Anders als in der Fallgestaltung, die der Entscheidung des BSG zugrundegelegen hat, sind der Kläger und sein Sohn keine Bedarfsgemeinschaft gewesen, sondern haben sich die Wohnung als getrennt wirtschaftende Mitbewohner geteilt. Entgegen der Auffassung des Klägers trifft die Rechtsprechung des BSG deshalb gerade nicht auf ihn und seinen Sohn zu. Das hat das BSG in seinem Urteil deutlich gemacht, indem es eine Ungleichbehandlung mit nicht in einer Bedarfs¬gemeinschaft mit Angehörigen lebenden Personen bei einer Sanktionierung mit der Begründung ausgeschlossen hat, dass eine andere Ausgangslage gegeben sei (BSG a.a.O. Rn. 24).
Ausschlaggebend ist hier die gegenseitige wirtschaftliche Verantwortung in einer Be-darfsgemeinschaft, die ein gemeinsames Wirtschaften und Wohnen zur Folge hat. Die Wohngemeinschaft des Klägers und seines Sohnes, die getrennt wirtschaften und - zumindest rechtlich - finanziell nicht mehr füreinander verantwortlich sind, genießt nicht allein deshalb besonderen Schutz vor Mietschulden oder Kündigung, weil beide Mitbewohner (zufällig) ihren Lebensunterhalt über den Grundsicherungsträger decken. Eine Kündigung droht immer der gesamten Wohngemeinschaft, sobald ein Mitbewohner seinen Mietanteil nicht mehr leisten kann oder will. Dabei handelt es sich um das übliche Risiko, wenn freiwillig eine gemeinsame (miet-)vertragliche Ver-pflichtung eingegangen wird. Auch einem Mieter, der zur Finanzierung der Wohnung noch einen Untermietvertrag mit einer anderen Person schließt, entstehen Mietschulden und droht eine Kündigung, falls der Untermieter nicht wie vereinbart seinen Teil der Miete zahlt. Auch Studenten oder Wohngemeinschaften, in denen alle Mitbewohner über Einkommen verfügen, sind einer schwierigen Situation ausgesetzt, wenn ein Mietanteil wegfällt. Falls die anderen nicht einspringen können oder wollen, droht eine Kündigung wegen Mietrückstandes. Es ist nicht Ziel der BSG-Rechtsprechung gewesen, Leistungsbezieher generell vor Mietschulden dadurch zu schützen, dass den anderen Mitbewohnern zuliebe die KdU weitergezahlt werden.

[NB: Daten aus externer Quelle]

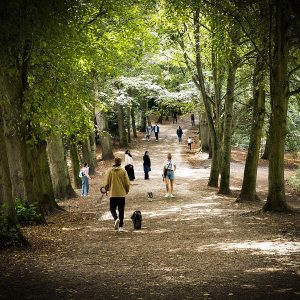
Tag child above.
[187,136,193,150]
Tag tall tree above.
[47,135,76,199]
[263,0,289,211]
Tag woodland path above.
[0,117,300,299]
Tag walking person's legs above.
[118,197,125,228]
[81,176,88,197]
[165,177,170,198]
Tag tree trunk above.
[95,108,114,160]
[192,6,221,187]
[81,137,95,174]
[199,113,209,152]
[126,107,131,143]
[116,103,128,147]
[130,106,137,139]
[47,135,76,199]
[140,97,148,132]
[237,48,266,202]
[0,109,28,249]
[261,127,271,160]
[0,109,17,224]
[26,141,59,215]
[219,63,237,195]
[263,0,289,211]
[69,139,82,189]
[89,131,97,174]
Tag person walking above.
[143,151,151,179]
[124,150,135,181]
[163,153,176,198]
[191,114,195,126]
[172,110,177,124]
[176,126,183,144]
[152,123,159,142]
[80,163,91,197]
[104,157,130,232]
[187,136,193,150]
[146,124,152,142]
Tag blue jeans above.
[81,176,90,197]
[177,134,182,144]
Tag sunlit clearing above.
[197,240,300,255]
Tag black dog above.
[131,210,142,229]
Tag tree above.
[47,135,76,199]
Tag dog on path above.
[131,210,142,230]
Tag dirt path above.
[0,118,300,299]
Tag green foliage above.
[15,199,44,225]
[0,210,27,249]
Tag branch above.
[80,1,107,32]
[288,65,300,78]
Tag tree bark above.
[0,109,17,225]
[199,113,209,152]
[192,6,221,187]
[81,136,96,175]
[47,135,76,199]
[126,107,131,143]
[237,48,267,202]
[95,108,114,160]
[261,127,271,160]
[26,141,60,215]
[69,138,82,189]
[130,106,137,139]
[139,97,148,132]
[89,130,97,174]
[0,109,29,249]
[219,63,237,195]
[263,0,289,212]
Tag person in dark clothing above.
[143,151,151,179]
[152,123,159,142]
[176,126,183,144]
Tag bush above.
[15,199,44,225]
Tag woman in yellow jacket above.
[105,157,130,231]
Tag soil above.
[0,116,300,299]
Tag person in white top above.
[163,153,176,198]
[124,150,135,181]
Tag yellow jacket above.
[104,166,130,197]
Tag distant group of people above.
[104,150,176,232]
[146,123,159,142]
[80,113,195,232]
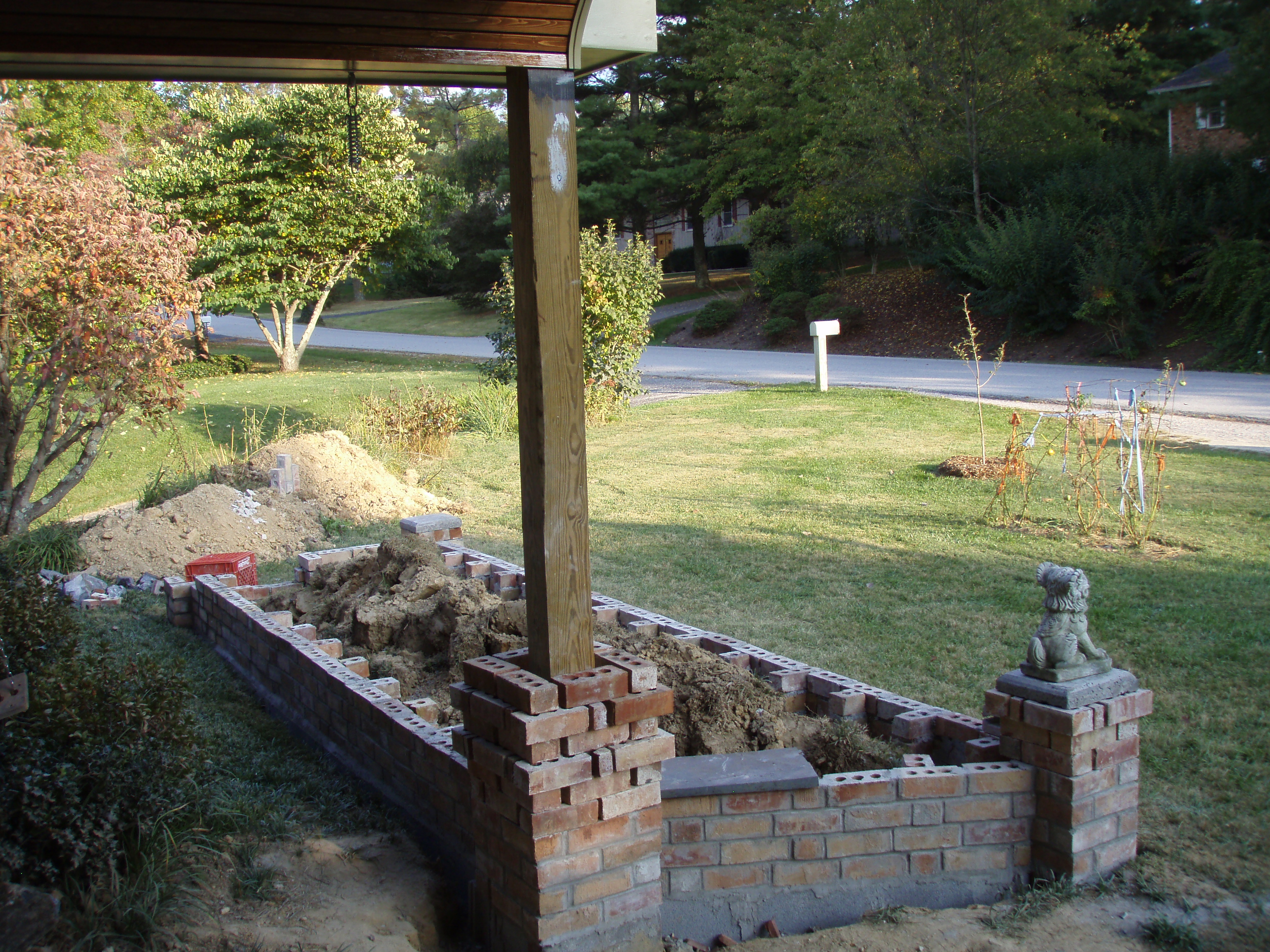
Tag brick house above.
[1148,50,1249,155]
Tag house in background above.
[1148,50,1249,155]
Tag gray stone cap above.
[997,668,1138,711]
[662,747,821,800]
[400,513,463,536]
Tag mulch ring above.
[935,456,1008,480]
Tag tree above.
[135,86,463,373]
[0,117,207,536]
[482,228,662,414]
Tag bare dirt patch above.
[250,430,467,526]
[81,483,325,579]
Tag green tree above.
[0,80,173,160]
[135,86,463,373]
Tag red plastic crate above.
[186,552,255,585]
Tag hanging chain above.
[344,70,362,169]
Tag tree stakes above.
[812,321,842,393]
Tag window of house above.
[1195,99,1225,129]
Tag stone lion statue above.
[1024,562,1111,681]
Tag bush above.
[1182,239,1270,369]
[692,303,740,338]
[173,354,251,380]
[662,245,749,274]
[0,575,202,891]
[0,522,84,574]
[481,222,662,409]
[753,241,832,301]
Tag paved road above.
[212,317,1270,423]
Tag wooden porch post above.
[507,67,594,678]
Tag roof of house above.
[0,0,656,86]
[1148,50,1234,95]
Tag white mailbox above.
[812,321,842,391]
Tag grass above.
[35,353,1270,890]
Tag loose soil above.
[262,536,898,773]
[80,483,327,579]
[250,430,466,526]
[666,268,1209,369]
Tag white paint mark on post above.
[812,321,842,392]
[547,112,569,193]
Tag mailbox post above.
[812,321,842,393]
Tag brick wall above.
[662,763,1036,939]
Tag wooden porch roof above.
[0,0,656,86]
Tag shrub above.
[692,303,740,338]
[2,522,84,574]
[481,222,662,407]
[753,241,832,301]
[173,354,251,380]
[1182,239,1270,369]
[0,575,201,890]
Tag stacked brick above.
[451,644,674,952]
[983,690,1152,882]
[662,763,1034,900]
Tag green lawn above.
[45,353,1270,890]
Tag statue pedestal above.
[983,669,1152,882]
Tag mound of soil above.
[80,483,325,578]
[936,456,1008,480]
[250,430,466,526]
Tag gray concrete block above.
[662,747,821,800]
[997,668,1138,709]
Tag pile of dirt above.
[80,483,327,579]
[250,430,466,526]
[935,456,1008,480]
[262,538,526,724]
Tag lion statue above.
[1024,562,1111,679]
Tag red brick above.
[535,849,601,888]
[599,783,662,820]
[1024,701,1093,738]
[821,771,895,804]
[551,665,628,707]
[1102,690,1156,725]
[669,820,706,843]
[701,866,767,890]
[943,793,1011,823]
[521,801,599,836]
[776,810,842,836]
[704,814,772,840]
[943,847,1012,872]
[842,853,908,880]
[721,790,793,814]
[604,688,674,724]
[462,655,519,694]
[561,771,631,804]
[908,852,943,876]
[963,819,1031,847]
[493,659,560,715]
[719,839,790,866]
[560,724,631,757]
[596,650,656,693]
[603,833,662,869]
[630,711,656,740]
[897,766,965,800]
[573,868,631,905]
[569,816,631,853]
[662,843,719,869]
[1093,738,1142,771]
[614,730,674,771]
[772,859,842,886]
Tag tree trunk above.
[688,205,710,290]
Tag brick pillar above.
[983,671,1152,882]
[449,645,674,952]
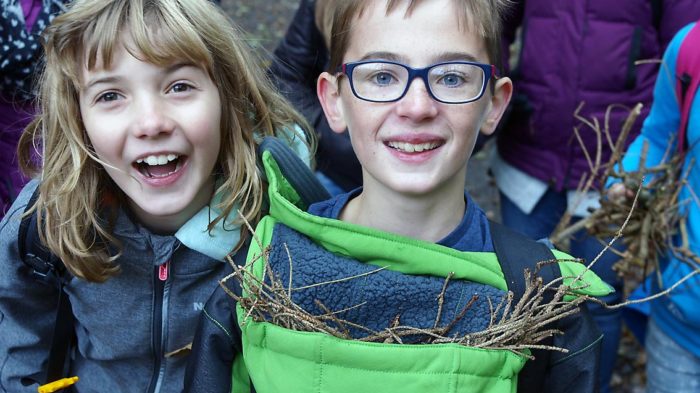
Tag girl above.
[0,0,310,392]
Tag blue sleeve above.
[0,181,58,392]
[609,24,693,183]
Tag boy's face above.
[318,0,511,195]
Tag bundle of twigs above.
[221,222,588,355]
[551,104,697,286]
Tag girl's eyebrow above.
[82,63,199,91]
[82,75,121,91]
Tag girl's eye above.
[97,91,119,102]
[170,82,193,93]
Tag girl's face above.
[80,41,221,233]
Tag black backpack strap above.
[258,136,331,209]
[17,187,75,383]
[490,221,561,393]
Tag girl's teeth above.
[389,142,438,153]
[136,154,178,165]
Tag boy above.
[186,0,600,392]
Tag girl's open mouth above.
[132,153,187,179]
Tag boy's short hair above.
[328,0,508,73]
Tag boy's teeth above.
[136,154,178,165]
[388,142,438,153]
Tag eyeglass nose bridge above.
[396,64,440,102]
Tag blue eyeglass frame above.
[337,60,498,104]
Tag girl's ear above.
[316,72,347,134]
[481,77,513,135]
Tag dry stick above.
[222,214,608,355]
[433,272,454,329]
[292,266,388,291]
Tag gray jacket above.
[0,181,235,392]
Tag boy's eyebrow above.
[434,52,479,62]
[359,51,479,63]
[359,52,404,63]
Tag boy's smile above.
[80,40,221,233]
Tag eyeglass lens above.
[352,63,485,102]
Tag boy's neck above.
[340,181,466,242]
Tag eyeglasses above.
[339,60,496,104]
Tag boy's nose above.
[397,78,438,121]
[133,99,175,138]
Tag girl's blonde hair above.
[19,0,314,282]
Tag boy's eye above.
[97,91,119,102]
[438,74,465,87]
[372,72,395,85]
[170,82,193,93]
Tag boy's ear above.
[481,77,513,135]
[316,72,347,134]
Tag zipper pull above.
[158,261,170,281]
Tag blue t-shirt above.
[309,188,494,252]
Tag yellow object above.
[37,377,78,393]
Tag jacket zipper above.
[148,261,170,393]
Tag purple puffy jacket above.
[498,0,700,191]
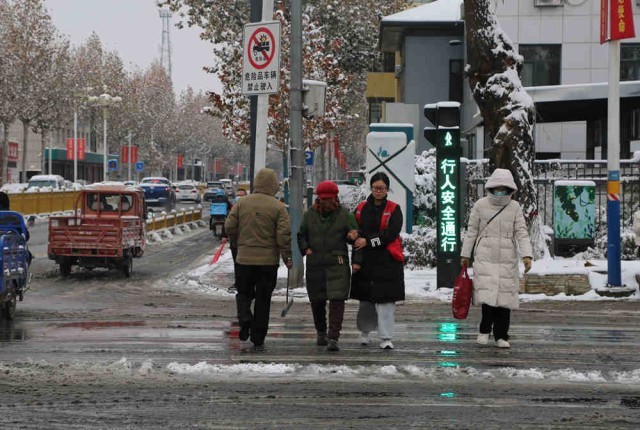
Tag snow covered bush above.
[402,149,437,269]
[401,226,437,269]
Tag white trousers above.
[356,301,396,340]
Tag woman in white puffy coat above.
[461,169,533,348]
[633,211,640,250]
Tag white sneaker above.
[358,332,370,346]
[380,340,393,349]
[476,333,489,345]
[496,339,511,348]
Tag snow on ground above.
[180,248,640,302]
[0,357,640,386]
[167,361,640,385]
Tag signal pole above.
[289,0,304,288]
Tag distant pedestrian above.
[633,210,640,256]
[0,191,9,211]
[225,169,292,352]
[298,181,358,351]
[351,172,404,349]
[461,169,533,348]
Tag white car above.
[175,184,202,203]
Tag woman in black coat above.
[351,172,404,349]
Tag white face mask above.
[489,193,511,206]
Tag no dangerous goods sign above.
[242,21,280,96]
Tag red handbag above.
[451,266,473,320]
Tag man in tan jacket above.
[225,169,292,352]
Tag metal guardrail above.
[8,191,80,215]
[8,191,202,231]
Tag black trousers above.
[311,300,344,340]
[480,304,511,340]
[236,264,278,346]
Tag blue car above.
[140,177,176,211]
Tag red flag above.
[600,0,609,45]
[600,0,636,43]
[77,137,87,160]
[67,138,73,160]
[209,237,227,266]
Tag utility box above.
[553,181,596,256]
[302,79,327,118]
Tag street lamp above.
[89,88,122,181]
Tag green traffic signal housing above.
[424,102,460,147]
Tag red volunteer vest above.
[355,200,404,262]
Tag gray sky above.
[45,0,220,93]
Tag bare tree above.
[464,0,544,257]
[4,0,59,180]
[0,0,18,184]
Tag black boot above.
[316,332,327,346]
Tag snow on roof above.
[382,0,463,24]
[553,179,596,187]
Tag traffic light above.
[424,102,462,288]
[424,102,460,148]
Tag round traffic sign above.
[247,27,276,70]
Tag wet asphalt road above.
[0,220,640,429]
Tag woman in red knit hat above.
[298,181,358,351]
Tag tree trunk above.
[464,0,546,258]
[0,121,11,185]
[20,119,30,182]
[40,129,49,173]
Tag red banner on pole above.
[609,0,636,40]
[66,138,86,160]
[600,0,609,45]
[67,138,73,160]
[7,142,18,161]
[76,138,87,160]
[120,145,138,163]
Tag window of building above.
[620,43,640,81]
[369,102,382,124]
[382,52,396,73]
[536,152,561,160]
[449,60,464,103]
[519,44,562,87]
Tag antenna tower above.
[158,9,173,82]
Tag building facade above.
[367,0,640,160]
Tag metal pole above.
[289,0,304,287]
[249,0,262,192]
[102,106,109,181]
[253,0,280,176]
[607,40,622,287]
[127,132,133,181]
[49,137,53,175]
[73,107,78,182]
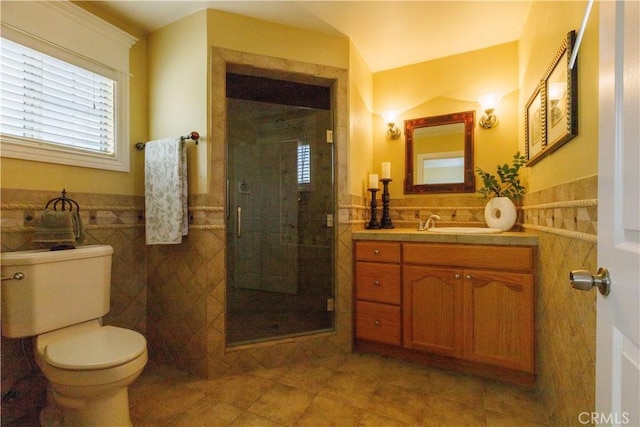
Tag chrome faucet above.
[418,215,440,231]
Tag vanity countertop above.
[352,228,538,246]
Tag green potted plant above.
[476,151,527,231]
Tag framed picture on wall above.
[524,84,546,165]
[543,31,578,153]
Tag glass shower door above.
[227,99,334,345]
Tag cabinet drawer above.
[356,242,400,262]
[402,243,533,271]
[356,262,401,304]
[356,301,401,345]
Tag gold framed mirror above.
[404,111,476,194]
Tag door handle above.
[236,206,242,239]
[569,268,611,296]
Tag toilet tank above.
[0,245,113,338]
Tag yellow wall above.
[372,42,520,198]
[207,9,349,68]
[148,9,349,194]
[0,5,147,195]
[148,10,212,194]
[518,1,599,191]
[348,40,373,195]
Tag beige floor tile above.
[231,412,282,427]
[295,396,362,427]
[484,381,547,422]
[170,396,244,427]
[130,385,205,425]
[423,395,482,427]
[318,372,377,408]
[429,369,484,407]
[380,361,431,393]
[189,375,274,409]
[365,383,428,425]
[124,354,550,427]
[248,384,314,425]
[278,364,334,393]
[337,353,385,377]
[486,411,549,427]
[358,411,409,427]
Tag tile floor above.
[130,354,549,427]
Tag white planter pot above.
[484,197,518,231]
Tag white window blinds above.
[0,39,115,155]
[298,144,311,184]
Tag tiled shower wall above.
[524,176,598,426]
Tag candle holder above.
[365,188,380,230]
[380,178,395,229]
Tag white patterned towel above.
[144,138,189,245]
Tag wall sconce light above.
[384,110,402,140]
[478,92,502,129]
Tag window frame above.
[0,2,137,172]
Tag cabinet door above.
[463,270,535,373]
[402,265,463,357]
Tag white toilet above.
[0,245,147,427]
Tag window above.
[0,1,137,172]
[0,39,116,156]
[298,143,311,185]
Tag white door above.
[596,0,640,426]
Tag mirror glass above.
[404,111,475,194]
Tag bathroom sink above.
[428,227,502,234]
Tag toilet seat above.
[44,326,147,371]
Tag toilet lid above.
[44,326,147,370]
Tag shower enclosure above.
[226,75,335,346]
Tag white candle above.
[369,173,378,188]
[382,162,391,179]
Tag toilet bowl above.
[0,245,148,427]
[34,320,147,426]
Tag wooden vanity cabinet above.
[402,265,464,358]
[403,243,535,373]
[355,242,402,346]
[354,240,535,385]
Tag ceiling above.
[95,0,534,72]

Nur ergänzend ist darauf hinzuweisen, dass eine rückwirkende Leistungserbringung nach § 44 Abs. 4 SGB X aufgrund der für das SGB II speziellen Regelung des § 40 Abs. 1 Satz 2 SGB II nur für ein Jahr ab dem Stellen des Überprüfungsantrags (hier der 29. Juli 2013) möglich wäre und eine rückwirkende Bewilligung für den Kläger erst ab 29. Juli 2012 in Betracht käme.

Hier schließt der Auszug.